Modularity in C: Header Files

The convention for creating a module in C is to split it into two files: a header file and a source file.

  • A module is a self-contained piece of a program.
  • It consists of an interface (the externally visible parts: functions, types, macros) and an implementation (the internal parts that clients shouldn’t see).

  • Specify interfaces with header files (.h)
    • A module foo has its public interface in foo.h.
    • Clients of the module #include "foo.h".
    • foo.h contains no definitions, only external declarations (function prototypes, extern variables, typedefs).
  • Implementation is in a source file (.c)
    • The implementation is typically in foo.c.
    • foo.c also includes its own header, foo.h, to let the compiler check for consistency between declarations and definitions.
    • foo.c contains the definitions for the interface functions, plus any internal (static) functions and variables.

The Header Guard Idiom

What happens if a file includes a.h and b.h, and b.h also includes a.h? The declarations in a.h would appear twice in the same compilation unit, leading to a compiler error.

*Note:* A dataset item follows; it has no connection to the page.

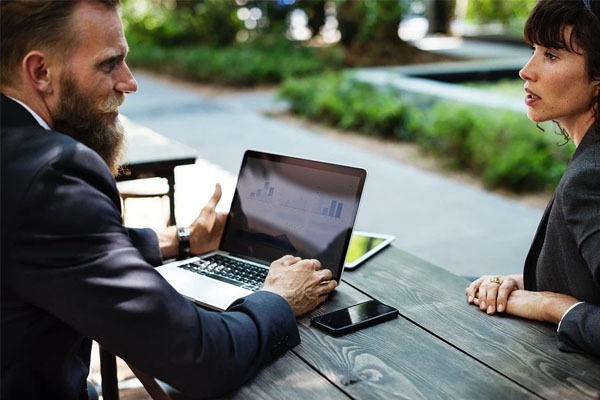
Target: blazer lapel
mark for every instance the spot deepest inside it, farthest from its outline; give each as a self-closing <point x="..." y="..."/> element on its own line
<point x="529" y="270"/>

To prevent this, every header file must use a header guard, a standard preprocessor idiom.

// "file.h":
#ifndef _FILE_H_
#define _FILE_H_
 
... // all declarations and macros go here
 
#endif // _FILE_H_
  • The first time the preprocessor sees this file, _FILE_H_ is not defined, so it defines it and processes the contents.
  • The second time it sees this file in the same compilation unit, _FILE_H_ is already defined, so the #ifndef is false, and the preprocessor skips the entire contents.
  • This ensures the file’s contents only appear once.

Danger

Never #include a .c file! Including source files breaks the separation of declaration and definition and will lead to multiple-definition errors from the linker.

Summary: Modularity

  • The key distinction is between declarations (what exists) and definitions (what it is).
  • extern and static control visibility across compilation units.
  • Modularity is achieved by convention: header files (.h) for interfaces (declarations) and source files (.c) for implementations (definitions).
  • The header guard idiom (#ifndef...) is essential to prevent multiple inclusion errors.